Kenya is Officially a middle income country

 
KENYA is now a middle-income country.  Its GDP is US$55.2 billion, 25 percent higher than the previous estimate of US$44.1 billion, says the national statistics office. The Office carried out a rebasing of the GDP accounting period from 2001 to 2009. The exercise established that the Kenya economy was larger than office data since 2006.

Further, the rebase established, the economy more than doubled in the eight-year period to December 2013, rising from US$25 billion in 2006 to $55.2 billion in 2013- a 214 percent increase.  The previous estimates indicated that the economy grew by 196 percent over the same period from US$22.5 billion to US$44.1 billion.

 Consequently, the rebasing found that GDP per capita has risen to US$1246, catapulting the country into a middle-income economy. The World’s bank entry into the middle-income economy is US$1035, meaning that Kenya has just passed the threshold.

  Although the findings of the rebasing vary from this publications' earlier findings which stated that Kenya's per capita income has risen to US$1040.55 from US$991 last year. Go to  http://eaers.blogspot.com/2014/01/kenya-enters-middle-income-class.html, they are generally in tandem with the thrust of our reports. The rebase established that Kenya entered the middle-income level in 2012. Our report had found that the rebase happened in 2013.

 The rebase also improved on another of our earlier reports which stated that Kenya’s GDP would be US$53 billion. That level was reached in 2012 and by December 31, 2013, the economy’s size was $55.2 billion. http://eaers.blogspot.com/2014/07/kenyas-gdp-to-shoot-to-53bn-on-rebase.html.

Following the rebase Kenya is now the 9th largest economy in Africa. Previously, it was number 13 in the continent while its GDP per capita has catapulted her to position 7 in the developing world. Previously it was in position 15.

 There were no spectacular changes in the structure of the economy. However, it established that some sectors were grossly underestimated. Among these is the real estate sector, which is a new entrant into GDP calculations. The sector now contributes 8.2 percent of GDP. It was a sector, that was previously grossly underestimated the review established.

 Previously its gross value added estimates were just below a third of its real value. By 2013 for instance its GVA was estimated at US$941 million while the sector is nearly five times larger. The new data found that the sector’s GVA was US$4.2 billion, the fast-growing ICT sector was also in this category. While its gross Value Added was estimated at just below one billion dollars, it is worth US$2 billion. Other sectors that were significantly underestimated included agriculture and financial services.

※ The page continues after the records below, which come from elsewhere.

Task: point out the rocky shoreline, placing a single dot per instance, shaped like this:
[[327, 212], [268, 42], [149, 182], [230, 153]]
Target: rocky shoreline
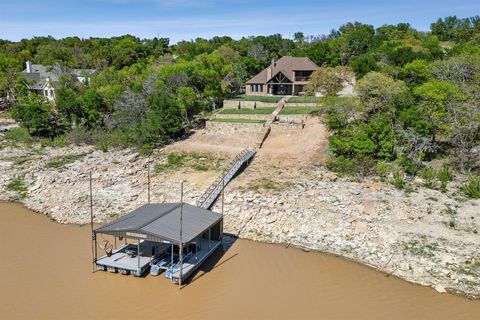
[[425, 237]]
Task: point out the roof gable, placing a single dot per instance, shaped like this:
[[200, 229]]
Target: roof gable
[[287, 65], [162, 220]]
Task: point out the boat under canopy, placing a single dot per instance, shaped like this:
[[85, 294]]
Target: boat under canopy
[[165, 233]]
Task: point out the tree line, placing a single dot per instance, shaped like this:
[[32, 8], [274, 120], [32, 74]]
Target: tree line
[[418, 92]]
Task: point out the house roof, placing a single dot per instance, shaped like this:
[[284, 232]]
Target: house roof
[[286, 65], [39, 73], [162, 220]]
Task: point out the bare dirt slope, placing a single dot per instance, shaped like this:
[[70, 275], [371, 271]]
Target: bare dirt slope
[[286, 152]]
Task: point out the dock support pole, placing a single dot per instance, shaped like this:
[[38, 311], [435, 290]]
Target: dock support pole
[[181, 233], [148, 181], [94, 238]]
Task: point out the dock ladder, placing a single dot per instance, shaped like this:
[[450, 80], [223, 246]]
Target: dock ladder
[[211, 194]]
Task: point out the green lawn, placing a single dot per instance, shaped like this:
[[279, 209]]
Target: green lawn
[[305, 99], [239, 120], [248, 111], [298, 110], [272, 99]]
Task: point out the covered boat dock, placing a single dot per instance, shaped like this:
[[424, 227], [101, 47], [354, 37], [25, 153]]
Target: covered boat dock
[[175, 237]]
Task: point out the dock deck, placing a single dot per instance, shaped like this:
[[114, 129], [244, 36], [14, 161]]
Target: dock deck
[[196, 260], [120, 261]]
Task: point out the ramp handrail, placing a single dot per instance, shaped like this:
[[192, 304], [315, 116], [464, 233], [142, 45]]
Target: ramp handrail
[[209, 196]]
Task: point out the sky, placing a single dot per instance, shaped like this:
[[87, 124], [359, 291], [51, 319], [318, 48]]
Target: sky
[[189, 19]]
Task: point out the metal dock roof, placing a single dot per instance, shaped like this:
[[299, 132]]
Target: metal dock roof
[[162, 220]]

Due to the previous undervaluation, even GDP growth rates were not accurate. For instance, GDP in 2008 was estimated to have grown by 1.3 percent. The rebased data shows that growth rate was 0.2 per cent.

But revised after rebasing, the GDP growth rate was higher than estimated in all the years between 2007 and 2013. In 2013 the new base shows, the GDP grew by 5.7 per cent compared to the old system which estimated the growth to have been 4.7 per cent. Consequently all quarterly estimates this year are inaccurate and will need to be revised.

The Kenyan economy is relatively diversified and resilient, even more, robust than previously estimated. It has weathered a lot of storms. These include the Post-election violence that hit the country in 2007/08 that left the economy on its knees.  The violence was by followed a string of external shocks that slowed Kenya’s economic performance. These include the Oil shock of 2008 which at one point rose to $150 per barrel followed by the financial crisis in the West and a severe drought in 2010/11. 

Despite this unholy alliance, the economy has trudged along posting a 3.7 per cent growth in 2009, which peaked at 8.4 in 2010 before retreating to 6.1 per cent in 2011.  It edged up to 4.5 percent in 2012 as fears of the political violence due to elections in 2012 held back economic activity. With elections out of the way, the economy grew by 5.7 percent last year. And according to World Bank officials last week, poverty has declined to 25 per cent down from 43 per cent in 2009.